Ce n'est pas pour donner des contraventions, mais pour identifier des membres et sympathisants de gangs de rue que l'agent Jean-Loup Lapointe est intervenu le 9 août 2008 dans un parc de Montréal-Nord, a tenté de faire valoir hier l'avocat d'un des jeunes.

L'agent Lapointe n'a fait que suivre en cela les consignes du Service de police de la Ville de Montréal, et plus précisément celles de son poste de quartier, le PDQ 39, a suggéré Me Alain Arsenault lors de la reprise des audiences de l'enquête publique du coroner André Perreault sur la mort de Fredy Villanueva.Pendant plus de quatre heures, dans une tempête d'objections, Me Arsenault a multiplié les suggestions sur les motifs «obliques» du policier Lapointe. «Ce que je veux, c'est arriver aux véritables motifs d'intervention le 9 août. C'était télégraphié, c'est le débat qu'on ne peut éviter», a annoncé l'avocat. Il a notamment insisté sur un document, le Plan d'action pour 2008 préparé par le PDQ 39, qui faisait de la lutte contre les gangs de rue une priorité. On y promet d'assurer une «visibilité policière dans les parcs», endroits de prédilection des activités des gangs de rue, ainsi que d'«augmenter la connaissance des individus fréquentant les endroits ciblés».

Jean-Loup Lapointe a affirmé n'avoir jamais pris connaissance directement de ces consignes. Il a répété sa version des faits, à savoir qu'il s'était approché d'un groupe de jeunes jouant manifestement aux dés pour leur donner une contravention. Ce n'est qu'à quelques mètres de distance qu'il a reconnu deux membres actifs d'un gang de rue: Jeffrey Sagor Metellus et un autre qu'il connaissait de vue mais qu'il ne pouvait identifier formellement - Dany Villanueva.

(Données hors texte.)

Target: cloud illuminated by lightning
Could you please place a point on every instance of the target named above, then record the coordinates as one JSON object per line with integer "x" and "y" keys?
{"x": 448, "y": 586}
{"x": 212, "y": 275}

C'est à la suite du refus des membres du groupe de s'identifier, puis de l'empoignade qui a suivi, que le policier a tiré quatre fois et tué le jeune Fredy Villanueva.

En réponse à Me Arsenault, qui défend M. Metellus, l'agent Lapointe a expliqué qu'il n'avait jamais eu le temps de transmettre quelque information que ce soit sur les jeunes. «Si l'événement s'était déroulé normalement, j'aurais terminé leur identification et transmis l'information pertinente, a-t-il déclaré. Mais je n'en suis jamais venu là. Sur place, l'idée de transmettre de l'information ne m'est d'ailleurs jamais passée par la tête.»

L'insistance de Me Arsenault a soulevé des dizaines d'objections, notamment celles de l'avocat de la Ville, Pierre-Yves Boisvert, qui ont considérablement ralenti les travaux. «La persistance, ça ne fait pas de la pertinence», a plaidé ce dernier, qui a accusé Me Arsenault de simplement «aller à la pêche». Quelque peu agacé, le coroner a d'ailleurs signalé en matinée n'avoir pris «qu'une page de notes, ce qui est inhabituel». Avec humour, il a cependant noté que «(la persistance), ça fait un bon pêcheur».

Les travaux de l'enquête publique reprennent ce matin avec la suite du contre-interrogatoire de l'agent Lapointe, qui sera cette fois questionné par les autres avocats des jeunes et de la famille Villanueva.